Menurut Kasdu (dalam Efendi, 2008), mobilisasi dini dilakukan secara bertahap, adapun tahapan mobilisasi dini pada ibu post operasi seksio sesarea, yaitu setelah operasi, pada 6 jam pertama ibu pasca operasi seksio sesarea harus tirah baring dulu. Mobilisasi dini yang bisa dilakukan adalah menggerakkan lengan, tangan, menggerakkan ujung jari kaki dan memutar pergelangan kaki, mengangkat tumit, menegangkan otot betis serta menekuk dan menggeser kaki. Setelah 6 – 10 jam, ibu diharuskan untuk dapat miring ke kiri dan ke kanan mencegah thrombosis dan trombo emboli. Setelah 24 jam ibu dianjurkan untuk dapat mulai belajar untuk duduk. Setelah ibu dapat duduk, dianjurkan ibu belajar berjalan (Efendi, 2008).
SUMBER :
Arianto, E., 2009, Operasi Cesar (seksio-C), (online), available : http://erwinarianto.multiply.com/journal/item/805/Operasi_Cesar_seksio-C, (18 Februari 2010).
Efendi, F., 2008, Mobilisasi Dini, (online), available : http://indonesiannursing.com/2008/05/25/mobilisasi-dini/, (1 April 2010).
Evariny, A., 2009, Operasi Sesarea, Amankah?, (online), available : http://www.hypno-birthing.web.id/?p=102, (18 Februari 2010).

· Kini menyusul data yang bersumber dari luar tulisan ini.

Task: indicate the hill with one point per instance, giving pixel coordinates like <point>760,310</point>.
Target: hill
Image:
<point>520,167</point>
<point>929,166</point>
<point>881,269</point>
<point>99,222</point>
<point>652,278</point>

Kusumawan, E., 2008, Pentingnya Bergerak Pasca Operasi, (online), available : http://spesialisbedah.com/2008/11/pentingya-bergerak-pasca-operasi/, (18 Februari 2010).
Mansjoer, A., 2001, Kapita Selekta Kedokteran, Edisi Ketiga, Jilid 1, Jakarta : Media Aesculapius.
Mochtar, R., 1998, Sinopsis Obstetri : Obstetri Operatif, Obsetri Sosial, Jilid 2, Edisi 2, Jakarta : EGC.
Nova, 2008, Seputar Obat Bius: Lain Jenis, Lain Kegunaannya, (online), available :http://www.isfinational.or.id/artikel/59/743-seputar-obat-bius-lain-jenis-lain-kegunaannya.html (26 Februari 2010).
Sumantri, B., 2010, Mobilisasi Post Seksio Sesarea, (online), available : http://bsumantri44.blogspot.com/2010/01/mobilisasi-post-seksio-sesarea.html, (18 Februari 2010).
Wiknjosastro, H., 2000, Ilmu Bedah Kebidanan, Edisi Pertama, Cetakan Kelima, Jakarta : Yayasan Bina Pustaka Sarwono Prawirohardjo.